In how many different ways can you sort a collection? From how many different perspectives can you view an assembly of things?
A collection is a group of things related to each other in some identifiable way. The relationship might be through a topic, a place, a person, a type of object etc. Even though there is a specific motivation for gathering on the first place, what makes a collection dynamic is that one can reorganize the same data in alternative ways and make different sense of it.
The motivation about this project came from the ‘Pink project’ by Portia Munson. The pink project comprised a series still life installations created out of the artist’s collection of discarded objects, all of which are varying shades of pink and are objects used by females. The discarded items assume new meaning when seen out of the perspective of the common color and the connotation with gender as well as through the way they are organized in space.
Portia Munson, Pink Project, 1994
The data set I am using for the project, comes from a collection of images of butterflies provided by an iPhone app made by Hunter Research and Technology. The collection is composed by 240 images. Each butterfly is shown in plan on a white background; the images I extracted are 260×340 pixels in size. The only data accompanying the images is the name of each butterfly.

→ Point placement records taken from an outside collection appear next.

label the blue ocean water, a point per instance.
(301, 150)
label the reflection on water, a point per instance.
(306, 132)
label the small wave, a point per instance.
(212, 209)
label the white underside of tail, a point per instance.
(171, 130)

- perimeter of the butterfly outline
- area of the overall shape
- number of detected boundaries on the surface of the wings
- the image’s average value
- the image variance
- color histogram
From the results I got for the images I noticed that the values do not vary significantly. This, I believe, is also reflected on the slideshow: in most of the cases the reason for transitioning from one butterfly to the other is not observable. My impression is that given the collection under consideration (same family of things with similar characteristics) the linear ordering might not make that much sense in terms of results.

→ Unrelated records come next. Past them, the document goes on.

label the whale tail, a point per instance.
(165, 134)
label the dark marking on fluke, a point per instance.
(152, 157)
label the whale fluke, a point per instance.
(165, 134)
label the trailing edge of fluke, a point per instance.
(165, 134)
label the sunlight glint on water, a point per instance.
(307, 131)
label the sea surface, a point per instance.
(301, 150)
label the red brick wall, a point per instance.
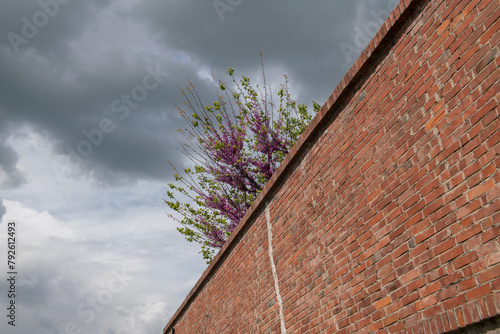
(386, 214)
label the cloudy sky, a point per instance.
(87, 128)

Also, it might have been wrong on the first place to compute the image statistics without taking into consideration that a significant amount of the image pixels were those of the background. So I run the histogram analysis taking a different approach:
(1) I considered all three color channels
(2) I masked the image in order to compute a histogram only on the butterfly shape
(3) I computed the similarity among all pairs of butterflies and got the corresponding sorts.
The results seem more reasonable. I think I should rerun all the previous tests under the new considerations! Also, I am looking forward to try using a spatiogram (a histogram that represents pixels that belong to edges) in order to sort the collection according to shape variation.
As a step further, I tried to see if there were any interrelations across the different linear sorts. The processing applet in the following video shows the butterflies positioned on a circle, represented by dots according to a given sort. The size of the dots is scaled according to the remapped value of each butterfly in the given sort. The user can select another sort and observe a line that connects the sequence of the current sort but on the sequence of the previous one. A curve line was selected to link the nodes because it was offering a better visual result for points on the circle that were close to each other.